Our Autumn has come.
This is my favourite season. Although I know that the next season to come upon us will be winter, I don't let that dismay me. I see little merit to letting thoughts of winter prevent me from enjoying the season I have now.
There is an honest beauty in this season. I'm actually more likely to grab a sweater and spend time outside now than during the summer. I love that glistening blue sky. I delight in the ways that green matures into bronze and gold.
I understand that I am witness to an ending.
But it's in that ending that I find my fondest hope.
I am speaking of the harvest.
These days, many of us think of harvest as a 'finish line'. We count the crop we reap as our 'reward'. This is understandable. These days, the true “harvest” often isn't the crop itself. Rather, it is the money earned when that crop is sold. And, while many would say that there is “no choice” and “this is the way life is now”, these facts do nothing to rectify the problem.
We have begun to lose sight of what harvest truly is.
I was blessed to have 12 harvests with Gary Antonenko. Gary had a farmer's soul. MS had stolen his ability to farm the way he had in his youth. But, he still measured his days according to the pattern set out by seed-time and harvest.
His garden was his “field”. It stretched out over a full acre and included every plant that he most loved to grow – apple trees, strawberries, asparagus and corn - and in an “average” year at least 200 tomatoes.
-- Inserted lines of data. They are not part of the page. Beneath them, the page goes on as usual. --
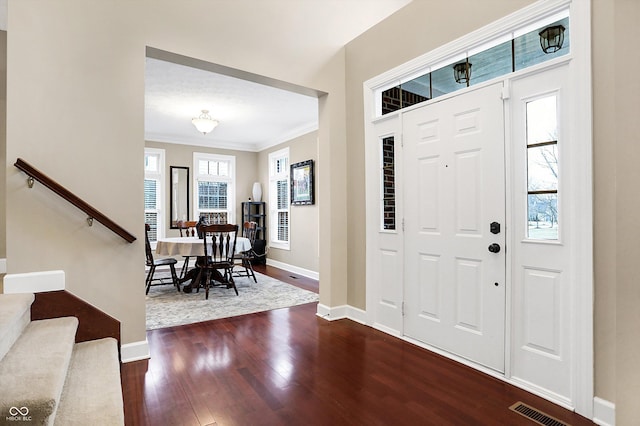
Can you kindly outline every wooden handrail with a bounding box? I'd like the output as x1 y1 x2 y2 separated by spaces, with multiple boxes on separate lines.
14 158 137 243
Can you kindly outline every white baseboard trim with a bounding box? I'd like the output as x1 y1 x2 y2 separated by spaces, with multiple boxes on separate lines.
3 270 65 293
121 339 151 363
266 259 319 281
316 303 367 324
593 397 615 426
0 258 6 274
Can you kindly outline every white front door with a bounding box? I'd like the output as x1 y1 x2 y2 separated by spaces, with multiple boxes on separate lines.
403 83 506 372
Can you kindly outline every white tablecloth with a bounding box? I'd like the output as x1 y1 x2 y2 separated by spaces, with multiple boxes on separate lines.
156 236 251 257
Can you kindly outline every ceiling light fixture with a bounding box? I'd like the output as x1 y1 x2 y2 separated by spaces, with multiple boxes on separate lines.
191 110 219 135
539 25 565 54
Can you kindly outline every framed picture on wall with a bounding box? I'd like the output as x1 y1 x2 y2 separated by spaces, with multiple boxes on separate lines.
291 159 314 205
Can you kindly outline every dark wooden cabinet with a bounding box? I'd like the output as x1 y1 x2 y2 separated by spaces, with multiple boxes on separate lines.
241 202 266 263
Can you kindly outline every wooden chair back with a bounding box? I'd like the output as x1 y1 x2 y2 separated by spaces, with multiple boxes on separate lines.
176 220 198 237
201 224 238 266
144 224 154 266
242 221 258 245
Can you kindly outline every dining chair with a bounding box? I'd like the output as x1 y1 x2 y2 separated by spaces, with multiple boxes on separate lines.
195 223 239 299
176 220 198 237
175 219 199 279
233 221 258 283
145 224 180 294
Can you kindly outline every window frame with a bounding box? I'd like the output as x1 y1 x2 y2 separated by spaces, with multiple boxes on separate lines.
144 148 165 243
269 147 290 250
192 152 236 225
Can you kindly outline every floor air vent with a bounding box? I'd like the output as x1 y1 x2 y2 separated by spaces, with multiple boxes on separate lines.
509 402 570 426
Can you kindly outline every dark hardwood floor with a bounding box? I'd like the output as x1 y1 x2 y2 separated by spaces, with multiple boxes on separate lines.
122 265 593 425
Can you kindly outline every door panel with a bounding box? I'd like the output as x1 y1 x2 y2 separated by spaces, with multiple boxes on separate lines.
403 83 506 372
510 65 572 400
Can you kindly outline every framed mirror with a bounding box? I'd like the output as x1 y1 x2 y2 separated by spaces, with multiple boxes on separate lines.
170 166 190 229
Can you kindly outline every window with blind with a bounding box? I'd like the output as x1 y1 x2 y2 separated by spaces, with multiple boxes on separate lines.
193 153 235 225
269 148 290 250
144 148 165 242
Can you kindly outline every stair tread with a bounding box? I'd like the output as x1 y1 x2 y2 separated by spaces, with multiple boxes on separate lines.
0 293 34 361
0 317 78 423
54 338 124 425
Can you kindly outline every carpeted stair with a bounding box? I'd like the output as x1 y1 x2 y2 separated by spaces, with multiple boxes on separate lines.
0 293 124 425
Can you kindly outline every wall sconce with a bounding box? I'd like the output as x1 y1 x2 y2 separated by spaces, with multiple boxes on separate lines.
453 61 472 86
539 25 565 54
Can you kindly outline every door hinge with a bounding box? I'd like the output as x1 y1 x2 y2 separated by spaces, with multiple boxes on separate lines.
402 218 405 232
402 301 405 316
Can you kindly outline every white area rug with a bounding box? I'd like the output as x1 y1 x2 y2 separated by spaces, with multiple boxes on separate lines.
145 271 318 330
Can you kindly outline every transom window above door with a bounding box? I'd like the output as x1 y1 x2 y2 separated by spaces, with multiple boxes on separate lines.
378 13 569 116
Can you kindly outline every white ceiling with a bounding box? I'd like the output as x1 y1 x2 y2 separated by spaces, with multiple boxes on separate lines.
145 57 320 152
143 0 413 152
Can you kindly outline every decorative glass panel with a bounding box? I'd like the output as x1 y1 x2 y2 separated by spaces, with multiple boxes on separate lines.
381 136 395 230
526 95 559 240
When fall came, we were busy. Gary picked. I processed. By now, I would have already canned a few hundred pounds of produce – and frozen hundreds more. In a September like this one, we might even be starting to fill the three wooden bins in the cellar with potatoes.
We did sell some of what we grew. There are always things one needs to buy that can't be made or grown at home. But, most of what we grew was our food for the winter.
In all my years with Gary, there was never ANY reason to feel hungry in our house.
Yet, harvest was not only about storing up food for the winter. It was also about collecting the seed that we would plant out next spring. There were a few plants (like cabbage) that would be grown from store-bought seed. But, as often as we reasonably could, we used our own seed every spring.
That meant that part of what we harvested in the fall – was our own future.
It is that aspect of the harvest that so many of us have forgotten.
It's this that we must strive to remember.
Our future depends on it.
I am in the autumn of my Jubilee Year.
Although God alone will decide how much longer I draw breath, I know that I may not live to see another 50 harvests.
Yet, as I look at the “harvest” I am reaping now, I am filled with gratitude and hope. God has granted me increase. There will be enough to sustain my daughter and I through whatever winter is to come.
Should God grant me another spring – I know I will have good seed to sow.
And should it be His will – I will reap a harvest to His glory.